Adujo que para cerrar brechas en infraestructura, equipos, tecnologías y de personal no se puede “vivir con el presupuesto anual”, porque la lógica es gastar todo lo que ingresa, por lo cual no habría recursos para invertir en otras obras.
Indicó que las reservas en los niveles en los que se encuentran en la actualidad durarán entre cinco y seis años en bajar, por la velocidad a la que se concreten los proyectos.
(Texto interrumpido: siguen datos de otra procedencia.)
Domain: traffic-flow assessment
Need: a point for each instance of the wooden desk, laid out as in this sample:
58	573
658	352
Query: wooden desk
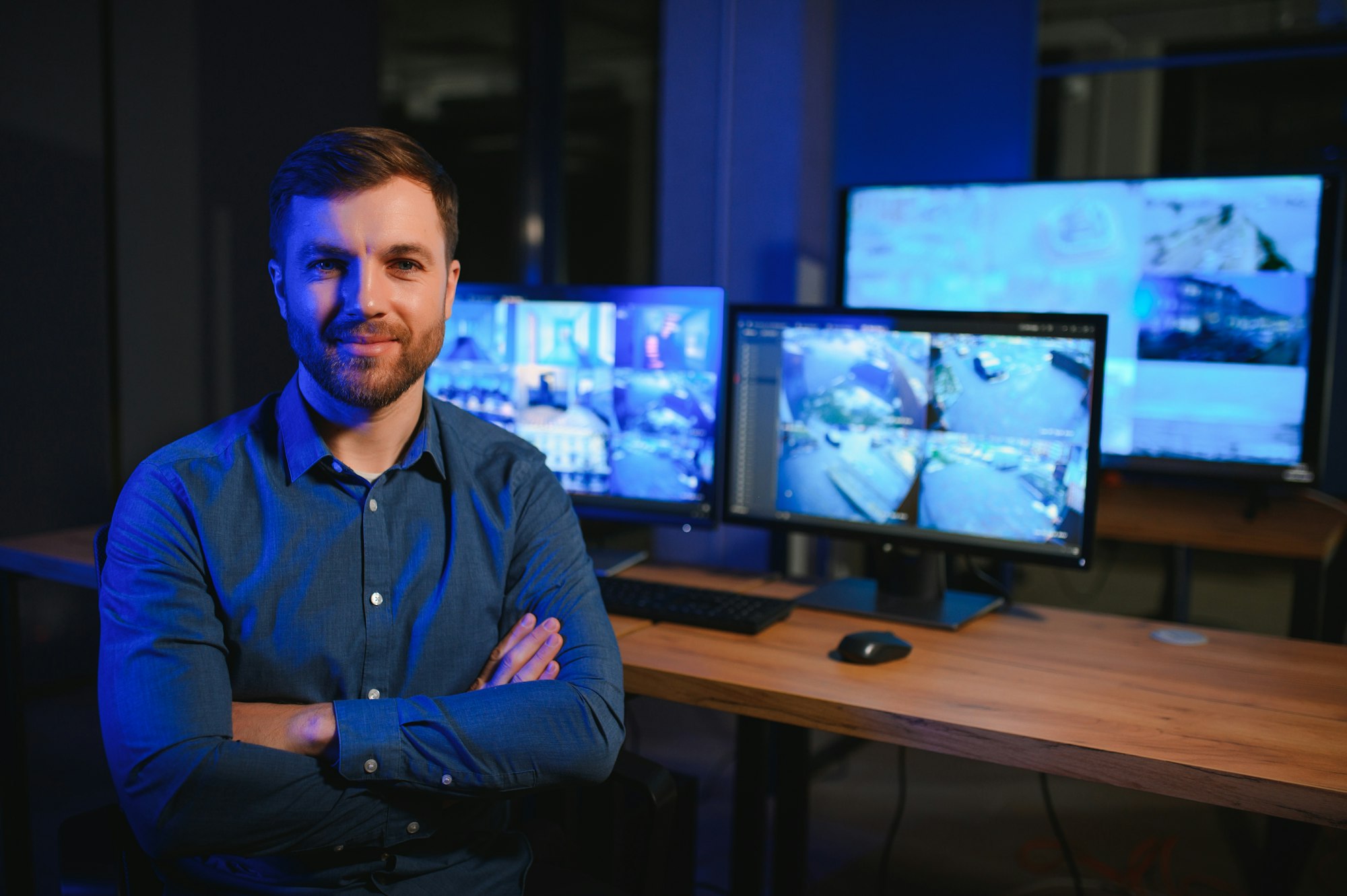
63	556
1288	528
1244	722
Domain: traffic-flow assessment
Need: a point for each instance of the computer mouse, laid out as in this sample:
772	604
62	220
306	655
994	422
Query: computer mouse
872	648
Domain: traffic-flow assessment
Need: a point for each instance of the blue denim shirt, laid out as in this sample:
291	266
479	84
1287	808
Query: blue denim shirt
246	563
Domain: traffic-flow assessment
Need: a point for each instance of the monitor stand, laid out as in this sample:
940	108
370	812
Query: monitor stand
909	588
610	561
615	545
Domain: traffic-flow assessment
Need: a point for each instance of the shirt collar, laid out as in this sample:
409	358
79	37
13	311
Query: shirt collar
304	447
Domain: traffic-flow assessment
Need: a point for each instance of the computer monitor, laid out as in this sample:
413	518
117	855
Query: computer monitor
1218	294
619	386
919	432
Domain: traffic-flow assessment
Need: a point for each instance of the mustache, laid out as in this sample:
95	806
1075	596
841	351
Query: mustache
364	331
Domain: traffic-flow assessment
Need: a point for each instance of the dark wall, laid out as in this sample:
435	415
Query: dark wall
935	90
55	403
137	151
201	125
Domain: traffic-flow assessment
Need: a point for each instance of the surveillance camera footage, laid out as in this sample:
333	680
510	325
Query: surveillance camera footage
620	394
1208	283
971	434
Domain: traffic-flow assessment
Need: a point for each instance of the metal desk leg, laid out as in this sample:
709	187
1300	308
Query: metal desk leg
15	820
1307	600
791	821
752	782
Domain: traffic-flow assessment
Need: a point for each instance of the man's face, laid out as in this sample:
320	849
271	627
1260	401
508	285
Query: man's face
366	288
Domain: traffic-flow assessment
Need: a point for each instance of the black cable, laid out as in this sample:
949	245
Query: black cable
989	579
898	820
1062	837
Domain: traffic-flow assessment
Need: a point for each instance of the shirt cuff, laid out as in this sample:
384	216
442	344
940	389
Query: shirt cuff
370	745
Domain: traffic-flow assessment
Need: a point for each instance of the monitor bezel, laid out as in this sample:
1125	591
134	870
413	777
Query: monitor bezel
1314	447
701	514
914	537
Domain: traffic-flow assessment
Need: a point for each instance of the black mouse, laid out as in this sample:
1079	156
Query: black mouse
874	648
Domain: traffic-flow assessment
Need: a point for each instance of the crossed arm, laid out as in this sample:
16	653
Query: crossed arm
526	654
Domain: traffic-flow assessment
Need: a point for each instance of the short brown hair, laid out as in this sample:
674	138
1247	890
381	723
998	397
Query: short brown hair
352	159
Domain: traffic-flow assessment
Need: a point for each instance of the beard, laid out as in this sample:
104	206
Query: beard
362	381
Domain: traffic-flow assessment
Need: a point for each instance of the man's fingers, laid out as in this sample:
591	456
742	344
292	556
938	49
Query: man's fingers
534	669
522	629
513	665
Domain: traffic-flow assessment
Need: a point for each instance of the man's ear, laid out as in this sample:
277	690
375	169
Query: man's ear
278	284
455	268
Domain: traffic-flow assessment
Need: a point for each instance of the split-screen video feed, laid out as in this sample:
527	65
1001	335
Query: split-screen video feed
980	435
622	399
1208	283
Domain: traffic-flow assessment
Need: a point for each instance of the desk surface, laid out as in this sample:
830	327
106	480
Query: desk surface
59	556
1245	722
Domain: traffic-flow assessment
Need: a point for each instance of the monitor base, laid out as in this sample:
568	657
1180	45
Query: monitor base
863	598
610	561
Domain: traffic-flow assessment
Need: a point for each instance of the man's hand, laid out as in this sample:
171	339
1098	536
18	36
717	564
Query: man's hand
308	730
527	653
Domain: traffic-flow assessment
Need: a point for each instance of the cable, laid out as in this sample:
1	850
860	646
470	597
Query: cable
987	578
1062	837
898	820
1085	596
1325	498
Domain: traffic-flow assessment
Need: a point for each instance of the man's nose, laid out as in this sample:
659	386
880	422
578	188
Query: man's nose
366	291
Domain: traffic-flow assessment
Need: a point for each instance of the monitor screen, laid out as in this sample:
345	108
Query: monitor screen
1216	288
973	432
619	386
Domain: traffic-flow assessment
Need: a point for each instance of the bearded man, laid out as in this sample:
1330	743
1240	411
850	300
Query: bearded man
341	625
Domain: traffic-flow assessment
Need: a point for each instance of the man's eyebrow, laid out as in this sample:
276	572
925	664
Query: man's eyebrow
409	249
321	249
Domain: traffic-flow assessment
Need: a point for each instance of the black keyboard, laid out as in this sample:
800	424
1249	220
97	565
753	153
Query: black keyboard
665	602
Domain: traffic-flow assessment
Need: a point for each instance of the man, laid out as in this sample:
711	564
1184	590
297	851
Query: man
341	625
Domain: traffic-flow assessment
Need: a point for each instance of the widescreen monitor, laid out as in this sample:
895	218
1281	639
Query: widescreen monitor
619	386
1217	292
930	431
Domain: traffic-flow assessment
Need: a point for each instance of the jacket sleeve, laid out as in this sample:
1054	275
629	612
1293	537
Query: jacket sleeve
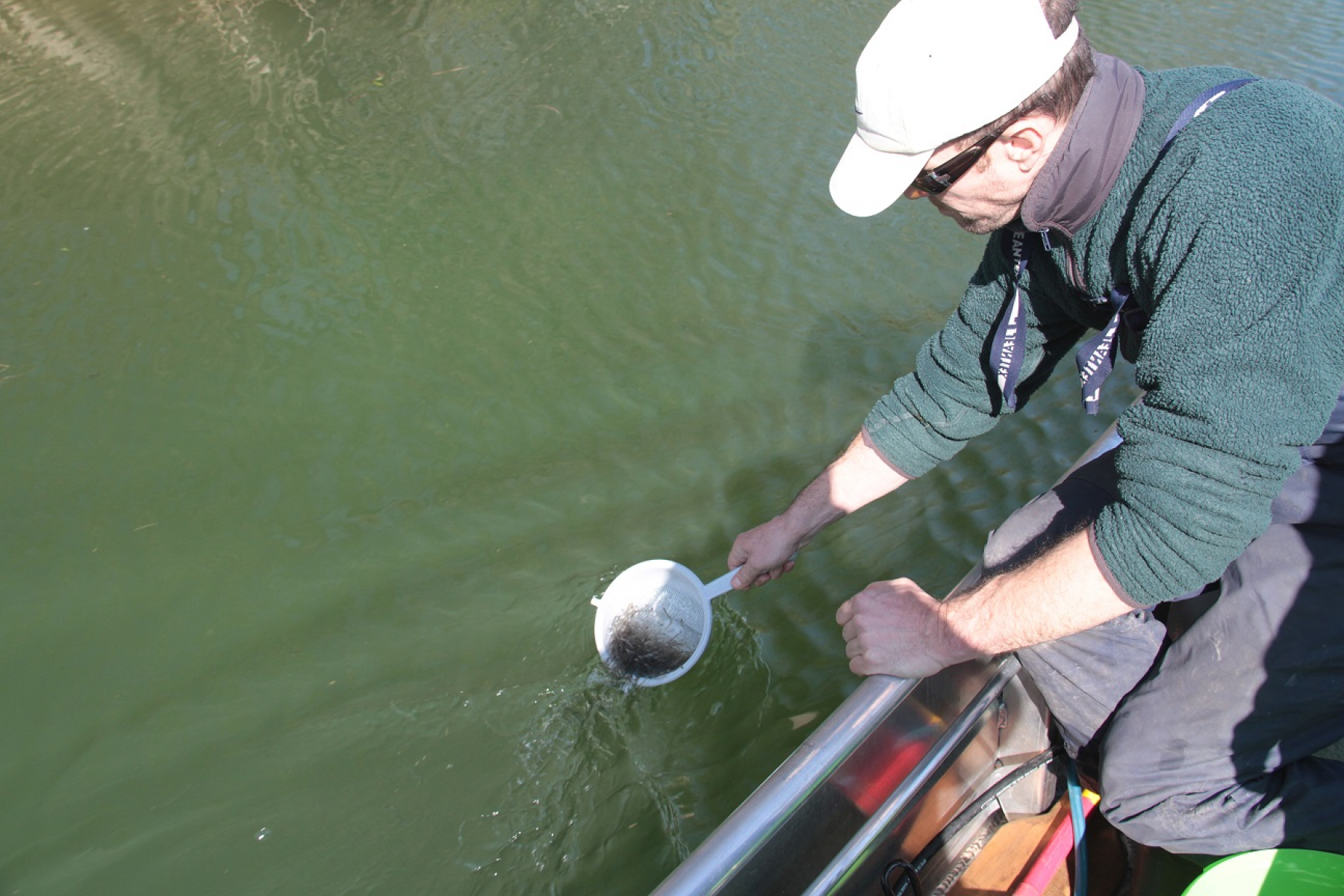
952	394
1239	261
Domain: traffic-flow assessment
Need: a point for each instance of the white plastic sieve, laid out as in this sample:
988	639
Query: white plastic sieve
653	621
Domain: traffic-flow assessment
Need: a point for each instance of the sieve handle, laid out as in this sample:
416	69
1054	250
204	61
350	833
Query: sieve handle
719	586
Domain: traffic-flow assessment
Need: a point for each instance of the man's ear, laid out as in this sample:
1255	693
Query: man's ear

“Nosotros no esperamos tener un nivel de casi ¢2 billones permanentemente. Eso tiene que traducirse en más infraestructura, en más equipo, en más tecnología y más personal y que todo eso se redunde en más servicio”, apeló.
Acotó que, entre de la prioridad de la Presidencia Ejecutiva se encuentra el reforzamiento de los Equipos Básicos de Asistencia Integral en Salud (EBAIS), con el fin de ampliar la atención en el primer nivel. Por ello se tiene prevista la construcción y equipamiento de otros 350 de estos centros, dijo.